(foto EPA)

Cannes senza suspense (causa spoiler di Spike Lee)

Mariarosa Mancuso

Il vincitore della Palma d'oro ("Titane") annunciato per sbaglio dal presidente della giuria. Caleb Landry Jones miglior attore. Farhadi e Veerasetakul si spartiscono il gran premio della giuria. Peccato per "Annette" e "The French Dispatch"

Da dieci giorni ci chiediamo cosa piacerà a Spike Lee, tra i film in concorso a Cannes 2021. Dopo la cerimonia di chiusura vorremmo sapere anche chi gli cuce i vestiti: la giacca metà blu e metà azzurra con nuvolette e i pantaloni in sfumature di tramonto rubavano la scena. Gli piace tutto e non gli piace niente, se dobbiamo giudicare dal Palmarès congegnato insieme alla sua giuria.

Scarsa la suspense: Spike Lee ha annunciato il film vincitore prima di cominciare, al momento della Palma per il migliore attore, vinta da Caleb Landry Jones per il film “Nitram” di Justin Kurzel. Impeccabile: un bel film su una sparatoria che sconvolse l’Australia, e portò a una legislazione più restrittiva sulle armi. Con scarso successo, spiega la scritta alla fine del film: oggi ci sono più armi che all’epoca della strage.

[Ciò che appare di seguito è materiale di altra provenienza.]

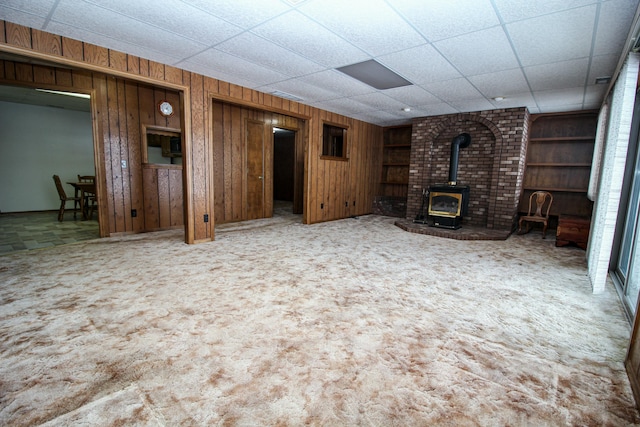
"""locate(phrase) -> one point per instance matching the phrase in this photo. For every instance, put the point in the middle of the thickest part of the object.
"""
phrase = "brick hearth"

Spike Lee aveva detto “Titane”, il film poi vincitore della Palma d’oro. Brivido. Hanno fatto finta di niente, la premiazione è andata avanti (ma fino all’ultimo il Presidente non ha capito che prima dei premiati bisogna chiamare sul palco i premiatori). Nel caso di “Titane” - fantascienza-horror-splatter-porno-comica (così sembra allo spettatore che resiste alla tentazione di scappare) diretta da Julia Ducournau - per consegnare il premio è arrivata Sharon Stone. Ha un gala di beneficenza nei dintorni, non ha fatto il viaggio apposta.

 

Ducournau spinge pesantemente il pedale sul post-umano. La protagonista ha una placca di titanio in testa, fa la ballerina nei motorshow, uccide chi allunga le mani, preferisce accoppiarsi con le automobili (grazie, Cronenberg!). Fa un figlio con la colonna vertebrale di titanio e lo tira su a olio per motori. Donna e francese, non si può accusarla di sfruttamento e martirio del corpo femminile.

   

Per arrivare al verdetto che farà discutere, ma certo non attirerà schiere di spettatori al cinema, Spike Lee (e la giuria, beninteso, ma si sa come vanno queste cose) si è sbarazzato con metodo dei più meritevoli. L’iraniano Asghar Farhadi, per esempio, in concorso con “A Hero”: una delle sue storie locali (come “Una separazione”) fatta di ricerche e litigi. Lo ha accoppiato con il finlandese “Compartimento 6” di Juho Kuosmanen – molto meno bello – e si sono spartiti il Gran Premio della giuria. Altro ex aequo agli insopportabili, ma con risvolti politici: il tailandese Apichatpong Weerasethakul con “Memoria” e l’israeliano Nadav Lapid con “Ahed’s Knee” hanno avuto il Premio speciale della giuria. Per ogni coppia c’era una sola Palma d’oro, con la promessa di un’altra poi.

    

Il meraviglioso “Annette” di Léos Carax - aveva aperto il festival, promettendo film a misura di spettatore in astinenza - ha avuto il premio per la regia (ritirato dagli Sparks, compositori). L’ancor più meraviglioso “The French Dispatch” di Wes Anderson non ha avuto nulla di nulla. Non è la prima volta: i presidenti di giuria americani a Cannes giocano a fare gli europei, ostentando cinefilia.